Reflecting on her firsthand experiences with her mother, Norma Jean, who was a longtime Philadelphia public-school teacher, Brunson says, “[The long hours, purchasing school supplies out of pocket, etc.] is stuff that we didn’t even get to show in the first season, and I was happy that people still were able to get some insight into how big the job is, even though we didn’t quite get the opportunity to show what it’s like at home for [the staff]. It’s a lot of work to get through the week — it’s a lot of work in the morning, it’s a lot of work at night. It’s just such a big job.”
Now that season one has wrapped, Brunson looks forward to expanding on each character’s storyline and further developing them into fleshed-out versions of the people who inspired them. For Janine and Jacob, two of the youngest teachers at Abbott Elementary, Brunson says their “growth as younger teachers” is a huge priority. “They’re still new. They’re still young. Although, at the end of season one, Janine kind of found her teacher voice, she’s still growing up big time. She’s still turning into a full-time adult. We saw her have a major life change at the end of the first season, so we’re talking about now how that factors into her being good at her job. . . . It’s all about what the older teachers have mastered that Janine still has to learn.” Brunson continues, “Same thing with Jacob, [who’s] just learning what kind of teacher he is in ‘Abbott,’ in this world, and how to continue to be a good teacher in a world where he is an outsider.”
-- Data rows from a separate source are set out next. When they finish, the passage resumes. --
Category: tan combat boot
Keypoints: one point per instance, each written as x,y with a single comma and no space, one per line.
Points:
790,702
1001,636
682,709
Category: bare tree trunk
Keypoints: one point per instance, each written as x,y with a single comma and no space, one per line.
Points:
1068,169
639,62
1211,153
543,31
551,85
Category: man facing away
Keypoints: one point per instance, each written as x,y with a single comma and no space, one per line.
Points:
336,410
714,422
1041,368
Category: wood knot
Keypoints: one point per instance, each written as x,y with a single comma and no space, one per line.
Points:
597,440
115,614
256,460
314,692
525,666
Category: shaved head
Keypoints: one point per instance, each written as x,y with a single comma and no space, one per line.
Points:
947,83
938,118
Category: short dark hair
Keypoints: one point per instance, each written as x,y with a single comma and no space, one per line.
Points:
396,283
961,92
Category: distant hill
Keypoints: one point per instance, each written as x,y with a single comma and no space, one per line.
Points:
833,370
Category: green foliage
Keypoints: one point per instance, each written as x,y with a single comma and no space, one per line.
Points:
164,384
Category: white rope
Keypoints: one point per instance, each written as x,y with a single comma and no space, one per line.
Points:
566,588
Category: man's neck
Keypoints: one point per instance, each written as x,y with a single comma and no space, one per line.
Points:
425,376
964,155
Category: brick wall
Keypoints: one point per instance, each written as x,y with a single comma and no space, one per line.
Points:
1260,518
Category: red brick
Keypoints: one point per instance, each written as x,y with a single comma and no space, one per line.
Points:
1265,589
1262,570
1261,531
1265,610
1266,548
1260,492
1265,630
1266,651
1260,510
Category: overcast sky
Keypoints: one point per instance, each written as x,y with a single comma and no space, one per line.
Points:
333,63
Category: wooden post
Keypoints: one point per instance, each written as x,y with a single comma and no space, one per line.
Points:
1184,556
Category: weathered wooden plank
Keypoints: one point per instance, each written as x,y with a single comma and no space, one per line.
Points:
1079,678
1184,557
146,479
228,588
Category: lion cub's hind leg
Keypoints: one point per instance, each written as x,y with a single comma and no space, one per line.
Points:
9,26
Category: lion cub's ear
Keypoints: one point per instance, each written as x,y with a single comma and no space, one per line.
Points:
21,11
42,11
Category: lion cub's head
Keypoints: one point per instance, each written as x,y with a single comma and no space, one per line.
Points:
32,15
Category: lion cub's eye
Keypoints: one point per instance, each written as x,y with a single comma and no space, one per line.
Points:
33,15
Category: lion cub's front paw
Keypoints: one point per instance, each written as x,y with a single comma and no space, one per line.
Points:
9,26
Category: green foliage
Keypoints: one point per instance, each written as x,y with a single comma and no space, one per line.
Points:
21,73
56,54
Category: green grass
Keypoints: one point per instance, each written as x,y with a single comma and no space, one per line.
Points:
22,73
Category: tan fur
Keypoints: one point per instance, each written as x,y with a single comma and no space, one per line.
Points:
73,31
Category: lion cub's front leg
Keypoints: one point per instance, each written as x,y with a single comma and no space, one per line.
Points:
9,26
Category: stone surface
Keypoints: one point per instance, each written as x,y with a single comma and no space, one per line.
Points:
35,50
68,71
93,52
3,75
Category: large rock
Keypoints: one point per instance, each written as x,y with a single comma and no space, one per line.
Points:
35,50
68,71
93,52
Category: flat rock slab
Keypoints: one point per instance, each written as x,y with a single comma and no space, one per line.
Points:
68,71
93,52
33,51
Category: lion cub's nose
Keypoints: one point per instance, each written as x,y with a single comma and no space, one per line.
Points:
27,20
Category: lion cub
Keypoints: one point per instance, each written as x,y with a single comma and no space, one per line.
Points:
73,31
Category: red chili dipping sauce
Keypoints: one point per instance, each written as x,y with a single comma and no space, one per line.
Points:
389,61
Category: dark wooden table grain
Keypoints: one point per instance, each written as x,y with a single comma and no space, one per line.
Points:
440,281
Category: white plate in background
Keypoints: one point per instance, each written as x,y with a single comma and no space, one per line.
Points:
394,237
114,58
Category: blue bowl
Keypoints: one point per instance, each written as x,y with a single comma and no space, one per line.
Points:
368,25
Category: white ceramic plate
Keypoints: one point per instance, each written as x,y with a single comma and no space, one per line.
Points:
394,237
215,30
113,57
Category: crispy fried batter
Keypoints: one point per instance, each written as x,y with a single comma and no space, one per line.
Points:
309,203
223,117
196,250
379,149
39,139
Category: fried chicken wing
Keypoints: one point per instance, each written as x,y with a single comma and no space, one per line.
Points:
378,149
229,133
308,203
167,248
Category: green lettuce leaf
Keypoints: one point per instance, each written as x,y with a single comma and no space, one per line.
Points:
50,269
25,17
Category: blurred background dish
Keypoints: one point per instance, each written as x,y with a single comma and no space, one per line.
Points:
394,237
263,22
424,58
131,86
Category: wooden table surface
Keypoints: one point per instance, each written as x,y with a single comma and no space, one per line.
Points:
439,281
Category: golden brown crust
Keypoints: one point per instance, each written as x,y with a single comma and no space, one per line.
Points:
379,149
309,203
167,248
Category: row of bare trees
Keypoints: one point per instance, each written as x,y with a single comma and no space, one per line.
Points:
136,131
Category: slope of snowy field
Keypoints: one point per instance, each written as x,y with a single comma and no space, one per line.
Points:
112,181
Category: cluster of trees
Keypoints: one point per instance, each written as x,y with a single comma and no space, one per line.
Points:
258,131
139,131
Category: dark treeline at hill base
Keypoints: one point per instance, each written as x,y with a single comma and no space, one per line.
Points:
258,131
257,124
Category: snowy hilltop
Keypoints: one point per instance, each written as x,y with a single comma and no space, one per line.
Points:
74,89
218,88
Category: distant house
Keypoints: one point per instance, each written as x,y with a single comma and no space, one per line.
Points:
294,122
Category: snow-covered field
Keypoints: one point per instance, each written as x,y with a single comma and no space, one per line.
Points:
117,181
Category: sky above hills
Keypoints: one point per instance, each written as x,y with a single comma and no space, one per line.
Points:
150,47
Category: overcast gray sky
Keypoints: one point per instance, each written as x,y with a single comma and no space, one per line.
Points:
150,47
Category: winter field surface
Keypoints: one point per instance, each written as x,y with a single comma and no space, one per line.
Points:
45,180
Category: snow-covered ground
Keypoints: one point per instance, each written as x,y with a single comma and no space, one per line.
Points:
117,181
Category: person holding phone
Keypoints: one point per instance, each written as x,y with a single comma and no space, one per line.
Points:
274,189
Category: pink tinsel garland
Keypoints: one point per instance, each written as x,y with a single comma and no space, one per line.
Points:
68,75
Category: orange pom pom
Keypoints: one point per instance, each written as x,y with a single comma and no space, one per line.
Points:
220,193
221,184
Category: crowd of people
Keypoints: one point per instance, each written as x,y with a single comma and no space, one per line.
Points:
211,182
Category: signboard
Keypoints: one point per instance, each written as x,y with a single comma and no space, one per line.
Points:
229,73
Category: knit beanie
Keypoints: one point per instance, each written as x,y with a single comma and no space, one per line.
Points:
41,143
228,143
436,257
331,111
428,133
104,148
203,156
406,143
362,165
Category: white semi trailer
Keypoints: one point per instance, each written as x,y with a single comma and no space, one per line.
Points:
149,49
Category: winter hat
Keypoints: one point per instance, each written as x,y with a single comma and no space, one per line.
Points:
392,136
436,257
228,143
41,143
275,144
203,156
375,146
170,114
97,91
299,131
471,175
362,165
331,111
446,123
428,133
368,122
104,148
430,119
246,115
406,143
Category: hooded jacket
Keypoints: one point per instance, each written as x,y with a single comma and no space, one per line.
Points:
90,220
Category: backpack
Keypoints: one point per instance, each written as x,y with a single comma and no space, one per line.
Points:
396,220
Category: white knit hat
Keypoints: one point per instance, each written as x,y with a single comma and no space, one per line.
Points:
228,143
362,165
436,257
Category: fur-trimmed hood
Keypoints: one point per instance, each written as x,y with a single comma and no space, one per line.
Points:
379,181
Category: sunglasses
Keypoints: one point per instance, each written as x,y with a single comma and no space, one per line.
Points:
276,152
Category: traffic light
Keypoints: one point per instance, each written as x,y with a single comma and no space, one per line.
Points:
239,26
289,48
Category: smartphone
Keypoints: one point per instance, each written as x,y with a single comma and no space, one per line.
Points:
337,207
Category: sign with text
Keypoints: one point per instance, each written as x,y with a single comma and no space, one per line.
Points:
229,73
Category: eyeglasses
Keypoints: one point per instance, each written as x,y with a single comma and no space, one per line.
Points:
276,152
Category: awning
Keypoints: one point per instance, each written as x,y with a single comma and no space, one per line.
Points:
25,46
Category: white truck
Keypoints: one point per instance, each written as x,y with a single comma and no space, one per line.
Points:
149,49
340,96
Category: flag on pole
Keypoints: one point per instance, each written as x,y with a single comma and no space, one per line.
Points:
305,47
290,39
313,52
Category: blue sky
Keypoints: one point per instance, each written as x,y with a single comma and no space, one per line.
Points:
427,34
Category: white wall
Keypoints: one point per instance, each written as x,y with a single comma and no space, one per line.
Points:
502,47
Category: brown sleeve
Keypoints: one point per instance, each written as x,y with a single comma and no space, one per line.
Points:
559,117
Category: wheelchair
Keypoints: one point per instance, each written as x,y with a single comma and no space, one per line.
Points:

As for the budding romance between Gregory and Janine, Brunson promises “progressions — whatever that looks like for them. And for Melissa and Barbara, I’m excited about some of the curveballs we’re going to throw at them. I’m excited with how we’re going to grow them up, in a way. It’s just so interesting. Then with Ava, just more Ava.”
After such a successful first season, some creators might find the task of replicating that same onscreen magic daunting, but Brunson is ready to approach the new script with the same enthusiasm and heart as Ms. Teagues taking on a roomful of second graders. “It felt really good to have this show that we love so much also be appreciated by audience members,” Brunson says. “That’s the dream. You want to make something that people like, and I’m so happy that people liked the first season. It just made me more excited getting into the second season. We just started in our writers’ room last week, and I’m pumped to get to it. We’re very early on.”
Season two of “Abbott Elementary” does not have a set premiere date, but according to Principal Ava’s announcement in March, we can expect to see the cast return for the 2022-2023 school year.